The men who once held court in its offices as dignitaries, businessmen and even rival politicians who paid visits are either in detention or hiding. Mohammed Morsi, the long-time Brotherhood deputy leader who became Egypt's first freely elected president, is being held by the military after being removed from power on July 3.

"We are, unfortunately, used to this kind of repression," said Khaled Hanafi, secretary of the Freedom and Justice Party, the Brotherhood's political wing. "The army and police are kidnapping our people, harassing families and killing supporters."

After 51 people were killed and more than 400 injured on Monday morning in a clash between pro-Morsi supporters and security forces, the emotions of Brotherhood leaders have become even more existential. They called the bloodletting a "massacre" perpetrated by the army and police, while senior generals and police said they opened fire only after masked militants attacked a government building.

The only thing clear when the dust settled and the victims were laid to rest was that it was the deadliest incident of violence since the uprising against Mubarak two and a half years ago when black-clad riot police fought street battles against throngs of demonstrators.

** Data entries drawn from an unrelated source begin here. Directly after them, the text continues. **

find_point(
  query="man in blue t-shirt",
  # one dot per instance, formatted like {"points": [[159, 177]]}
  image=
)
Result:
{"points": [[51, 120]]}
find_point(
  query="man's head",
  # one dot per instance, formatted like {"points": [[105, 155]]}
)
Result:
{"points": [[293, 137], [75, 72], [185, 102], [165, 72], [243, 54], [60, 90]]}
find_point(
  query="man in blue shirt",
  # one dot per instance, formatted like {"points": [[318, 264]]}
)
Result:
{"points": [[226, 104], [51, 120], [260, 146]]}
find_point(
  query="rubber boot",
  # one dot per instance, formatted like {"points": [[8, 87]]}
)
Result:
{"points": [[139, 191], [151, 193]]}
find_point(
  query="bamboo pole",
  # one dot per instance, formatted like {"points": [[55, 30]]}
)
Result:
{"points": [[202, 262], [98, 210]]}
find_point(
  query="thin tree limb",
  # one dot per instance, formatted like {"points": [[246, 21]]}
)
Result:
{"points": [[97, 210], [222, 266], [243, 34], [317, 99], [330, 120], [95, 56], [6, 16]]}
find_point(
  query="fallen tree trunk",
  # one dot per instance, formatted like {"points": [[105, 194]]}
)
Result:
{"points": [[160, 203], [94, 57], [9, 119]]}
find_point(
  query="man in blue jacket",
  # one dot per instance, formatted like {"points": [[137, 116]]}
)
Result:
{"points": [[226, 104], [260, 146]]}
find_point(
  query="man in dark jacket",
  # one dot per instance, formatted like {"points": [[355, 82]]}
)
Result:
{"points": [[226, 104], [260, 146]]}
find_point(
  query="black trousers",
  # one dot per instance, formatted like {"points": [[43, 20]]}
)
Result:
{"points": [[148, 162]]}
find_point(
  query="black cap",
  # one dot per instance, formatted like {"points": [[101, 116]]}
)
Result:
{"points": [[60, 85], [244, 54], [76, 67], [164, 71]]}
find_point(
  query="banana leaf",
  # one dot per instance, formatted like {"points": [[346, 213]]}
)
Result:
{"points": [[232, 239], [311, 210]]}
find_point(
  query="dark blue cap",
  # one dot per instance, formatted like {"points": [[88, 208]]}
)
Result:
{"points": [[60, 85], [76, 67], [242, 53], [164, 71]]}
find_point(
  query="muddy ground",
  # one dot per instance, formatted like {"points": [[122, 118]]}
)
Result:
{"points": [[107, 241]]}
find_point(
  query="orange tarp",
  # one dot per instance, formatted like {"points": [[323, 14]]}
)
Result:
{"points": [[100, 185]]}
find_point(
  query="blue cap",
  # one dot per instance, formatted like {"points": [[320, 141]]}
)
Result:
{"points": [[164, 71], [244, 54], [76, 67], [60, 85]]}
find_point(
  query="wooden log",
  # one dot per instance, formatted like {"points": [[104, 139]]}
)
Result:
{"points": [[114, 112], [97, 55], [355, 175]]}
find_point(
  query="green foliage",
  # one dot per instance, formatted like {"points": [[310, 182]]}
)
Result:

Amr Darrag, another Freedom and Justice Party official, warned on Monday that Egypt could become a new Syria if the army did not reverse its actions against Mr Morsi. Present in his voice was palpable exasperation, but also the sense that the Brotherhood had no plans to disappear after power was taken from it so dramatically.

"The only option is to keep protesting peacefully," he said. "We can't stand by while this is happening."

There is, however, little in the way of thoughtfulness from Brotherhood members about how the organisation managed to fall so low in the course of a few months. The removal of Mr Morsi from power was unexpected, but it was not sudden.

"They feel like they went along with the democratic process and when they won, other groups denied their victory," said Saad Eddin Ibrahim, the head of the Ibn Khaldun Centre for Development Studies who was imprisoned alongside Mr Morsi during Mubarak's regime for criticising the government.

"Of course, at the same time, they do not engage in any self-criticism or reflect on their performance in power."

From the perspective of the army, the Brotherhood's political blindness was confirmed by Mr Morsi's final defiant speech. Waving his hands angrily and using the word "legitimacy" more than 70 times on July 2, he called on Egyptians to resist a conspiracy by remnants of the Mubarak regime and anti-democratic forces.

Twenty-four hours later, television screens across the nation were displaying an extraordinary press conference. Gen Abdel Fatah El Sisi, the defence minister, speaking in grave tones, announced that Mr Morsi had been deposed and the constitution suspended.

The fact that Ahmed El Tayyeb, the grand sheikh of Al Azhar, Egypt's highest religious authority, and a representative of the ultraconservative Al Nour party were by Gen El Sisi's side showed that the Brotherhood had gone so far as to alienate just about everyone in the political scene.

The popular anger against Mr Morsi was rooted in a series of poorly thought-out decisions, but most resonant across Egypt's spectrum of ideologies and beliefs was the simple complaint that he had not made any progress in improving daily life in Egypt.

Protesters in 2011 cried "Bread, Justice, Freedom" in their chants. Yet, instead of addressing these core issues, Mr Morsi instead responded by consolidating power, interfering with the judiciary and rushing through a vote on a constitution designed by Islamists to curtail freedoms demanded by the masses.

The deadlock caused by these actions hamstrung the economy, leading to further joblessness, higher food prices and chronic fuel shortages.

The Mubarak regime managed to survive for nearly three decades, thanks to a strong security apparatus, but also to an unwillingness to undertake dramatic reforms. Mr Morsi's presidency fell apart in a single year because it was ambitious in all the wrong ways.